You are viewing a plain text version of this content. The canonical link for it is here.
Posted to c-dev@xerces.apache.org by Marc Sturm <st...@gmail.com> on 2009/07/15 10:11:09 UTC
Slow identity constraint validation
Hi all,
first, I' like to thank the developers for their effort. We use Xerces-C
a lot and are quite happy with it!
Recently we encountered a problem with the evaluation speed of identity
constraints (xs:key, xs:keyref, xpath) in Xerces-C 3.0.0.
At http://www-bs2.informatik.uni-tuebingen.de/services/sturm/public/ you
can find an XML example file and two schema versions.
Validating the example without identity constraints takes about 30
seconds.
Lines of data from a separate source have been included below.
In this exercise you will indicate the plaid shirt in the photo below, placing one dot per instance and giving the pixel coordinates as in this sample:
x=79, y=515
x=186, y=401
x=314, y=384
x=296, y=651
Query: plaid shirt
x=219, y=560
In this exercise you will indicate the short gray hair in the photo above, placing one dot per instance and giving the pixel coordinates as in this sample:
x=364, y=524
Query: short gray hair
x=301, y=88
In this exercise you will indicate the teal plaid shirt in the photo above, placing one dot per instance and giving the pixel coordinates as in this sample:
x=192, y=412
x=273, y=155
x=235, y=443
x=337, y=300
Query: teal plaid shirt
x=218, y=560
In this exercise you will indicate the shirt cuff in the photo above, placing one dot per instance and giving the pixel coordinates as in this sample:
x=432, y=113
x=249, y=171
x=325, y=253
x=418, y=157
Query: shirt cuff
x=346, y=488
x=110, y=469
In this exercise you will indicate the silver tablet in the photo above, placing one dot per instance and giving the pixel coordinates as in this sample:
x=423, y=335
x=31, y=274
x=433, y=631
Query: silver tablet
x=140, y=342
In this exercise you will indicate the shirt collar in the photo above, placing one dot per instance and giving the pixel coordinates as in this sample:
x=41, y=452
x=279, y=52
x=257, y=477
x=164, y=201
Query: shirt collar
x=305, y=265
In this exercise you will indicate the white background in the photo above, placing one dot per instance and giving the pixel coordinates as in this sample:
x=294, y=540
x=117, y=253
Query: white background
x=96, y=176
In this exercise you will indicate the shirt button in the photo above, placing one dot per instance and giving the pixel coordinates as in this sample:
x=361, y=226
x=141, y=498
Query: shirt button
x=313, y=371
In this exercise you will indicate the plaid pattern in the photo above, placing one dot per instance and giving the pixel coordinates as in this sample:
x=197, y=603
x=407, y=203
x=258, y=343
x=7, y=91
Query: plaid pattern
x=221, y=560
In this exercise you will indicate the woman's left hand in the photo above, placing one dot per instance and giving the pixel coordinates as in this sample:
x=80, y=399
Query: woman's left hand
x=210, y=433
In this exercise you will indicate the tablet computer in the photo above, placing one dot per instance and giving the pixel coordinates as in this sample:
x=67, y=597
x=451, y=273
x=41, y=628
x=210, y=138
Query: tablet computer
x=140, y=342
With identity constraints it takes like an hour.
Is this a known problem, or do we do something wrong? I attached the
code used to perform the validation.
Thanks in advance,
Marc
---------------------------------------------------------------------------------
//initialize
try
{
XMLPlatformUtils::Initialize();
}
catch (const XMLException& toCatch)
{
//...
}
SAX2XMLReader* parser = XMLReaderFactory::createXMLReader();
parser->setFeature(XMLUni::fgSAX2CoreNameSpaces, true);
parser->setFeature(XMLUni::fgSAX2CoreValidation, true);
parser->setFeature(XMLUni::fgXercesDynamic, false);
parser->setFeature(XMLUni::fgXercesSchema, true);
parser->setFeature(XMLUni::fgXercesSchemaFullChecking, true);
//set this class as error handler
parser->setErrorHandler(this);
parser->setContentHandler(NULL);
parser->setEntityResolver(NULL);
//load schema
LocalFileInputSource schema_file(schema);
parser->loadGrammar(schema_file, Grammar::SchemaGrammarType, true);
parser->setFeature(XMLUni::fgXercesUseCachedGrammarInParse, true);
// try to validate the file
LocalFileInputSource source(filename);
try
{
parser->parse(source);
delete(parser);
}
catch (...)
{
///...
}
---------------------------------------------------------------------
To unsubscribe, e-mail: c-dev-unsubscribe@xerces.apache.org
For additional commands, e-mail: c-dev-help@xerces.apache.org
Re: Slow identity constraint validation
Posted by Boris Kolpackov <bo...@codesynthesis.com>.
Hi,
Marc Sturm <st...@gmail.com> writes:
> Thanks, now I manged to build the the Trunk version.
>
> The validation with the Trunk version still takes 47 minutes.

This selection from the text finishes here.